American Recovery and Reinvestment Act
The American Recovery and Reinvestment Act of 2009 (ARRA) required CBO to comment on reports filed by recipients of ARRA funding about the number of jobs funded by ARRA. CBO’s reports provided the agency’s own estimates of the effects of ARRA on total output and jobs. Public Law 112-204, enacted on December 4, 2012, reduced the required frequency of CBO’s reporting from quarterly to annually over the 2013–2015 period and eliminated the reporting requirement altogether after 2015.
Analysis of the President's Budget
CBO estimates the budgetary impact of the proposals in the President’s budget using the agency's own economic forecast and estimating assumptions. CBO’s independent "reestimate" of the President’s budget allows the Congress to compare the Administration's spending and revenue proposals with CBO’s baseline spending and revenue projections and with other proposals using a consistent set of economic and technical assumptions. CBO also usually analyzes the economic impact of the President’s budget (and the feedback effect of those economic changes on the budget)—recently in a separate report, but previously in the same report.
Budget and Economic Outlook and Updates
CBO regularly publishes projections of economic and budget outcomes which incorporate the assumption that current law regarding federal spending and revenues generally remains in place.
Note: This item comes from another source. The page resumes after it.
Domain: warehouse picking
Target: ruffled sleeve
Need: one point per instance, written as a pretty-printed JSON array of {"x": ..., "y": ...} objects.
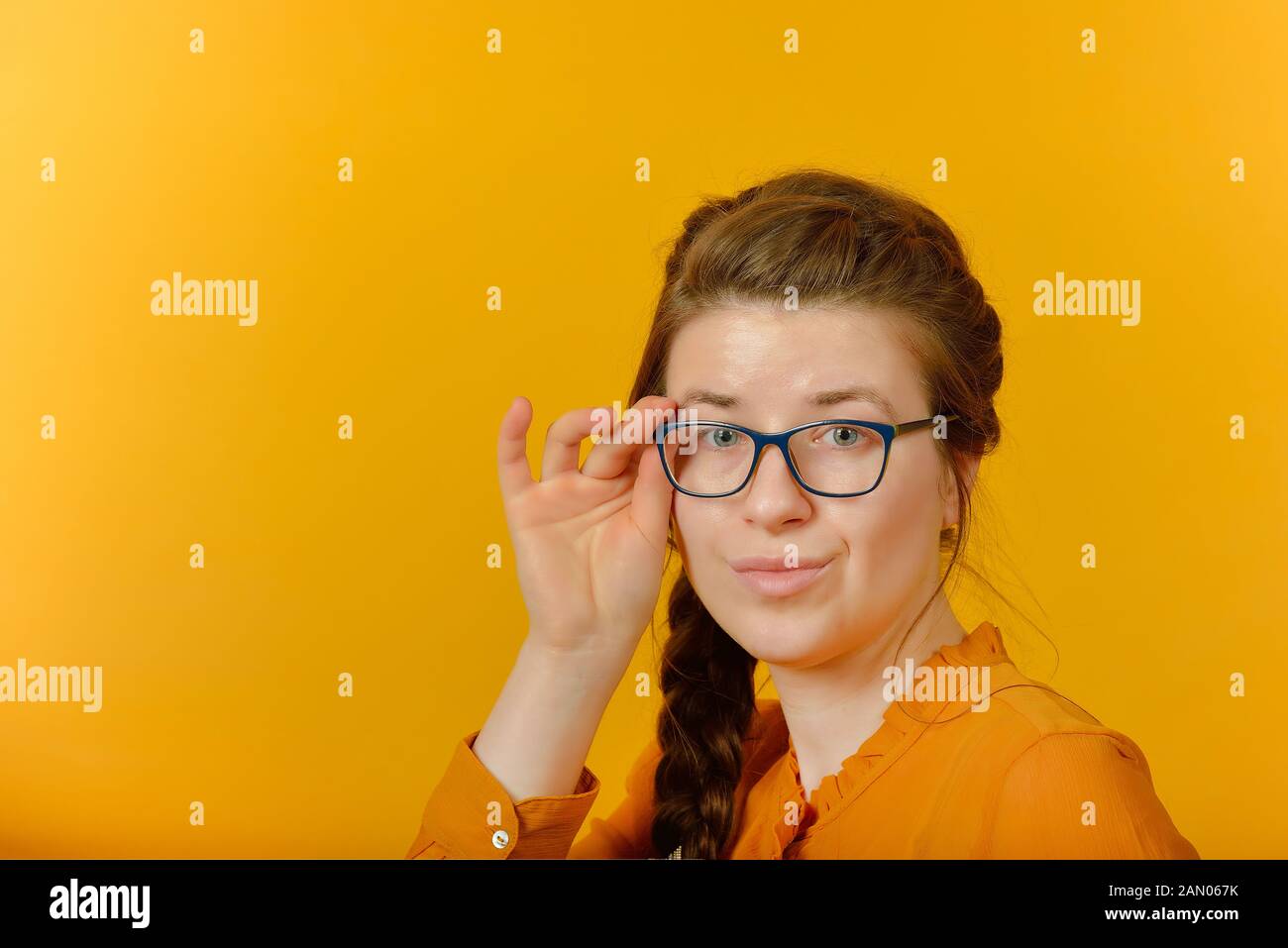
[{"x": 1082, "y": 796}]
Those baseline projections cover the 10-year period used in the Congressional budget process. Most of the reports on those projections also describe the differences between the current projections and previous ones; compare the economic forecast with those of other forecasters; and show the budgetary impact of some alternative policy assumptions. The budget projections and economic forecast are generally issued each January and updated in August; the budget projections are also generally updated each March.
Periodically, CBO produces reference volumes examining options for reducing budget deficits. The volumes include a wide range of options, derived from many sources, for reducing spending and increasing revenues. (Occasionally, the volumes focus on specific areas of the budget, as do many of CBO’s other reports.) For each option, CBO presents an estimate of its effects on the budget and a discussion of its pros and cons but makes no recommendations.
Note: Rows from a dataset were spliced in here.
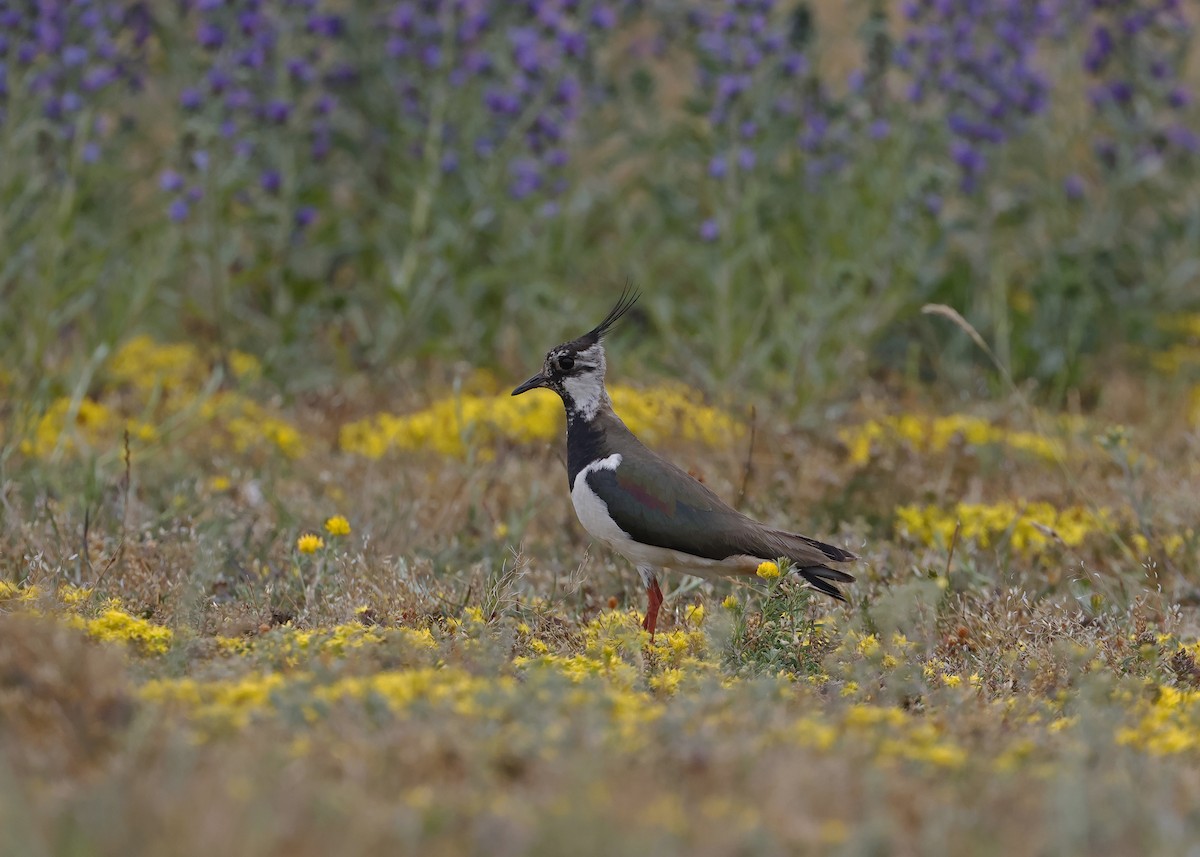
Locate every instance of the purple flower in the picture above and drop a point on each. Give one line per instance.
(209, 36)
(526, 178)
(327, 25)
(604, 17)
(277, 112)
A Budget Options search allows users to search for options by major budget category, budget function, topic, and date. The online search is updated regularly to include only the most recent version of budget options from various CBO reports.
Economic Forecasting Record
CBO periodically evaluates the quality of its economic forecasts by comparing them with the economy’s actual performance and with forecasts by the Administration and the Blue Chip consensus—an average of about 50 private-sector forecasts. Such comparisons help to show the extent to which various factors have caused CBO to miss patterns and turning points in the economy.
Federal Debt and the Statutory Limit
The debt limit—commonly referred to as the debt ceiling—is the maximum amount of debt that the Department of the Treasury can issue to the public and to other federal agencies. That amount is set by law and has been increased over the years in order to finance the government’s operations.
Long-Term Budget Outlook
CBO provides the Congress with budget projections beyond the standard 10-year budget window. Those projections, which starting in 2016 focus primarily on the coming 30 years (previously they focused on the next 25 years), show the effects of demographic trends, economic developments, and rising health care costs on federal spending, revenues, and deficits. The assumptions about federal spending and revenue policies used for the long-term budget projections match those underlying the agency’s 10-year baseline for the first decade and are extended in a similar way to later years. The report also shows the long-term budgetary and economic effects of some alternative policies.
CBO is required to publish estimates of the caps on funding for discretionary programs for each fiscal year through 2021 and to report whether, according to those estimates, a sequestration (a cancellation of budgetary resources) would be required. However, the Administration’s Office of Management and Budget ultimately makes the determination of whether a sequestration is required based on its own estimates.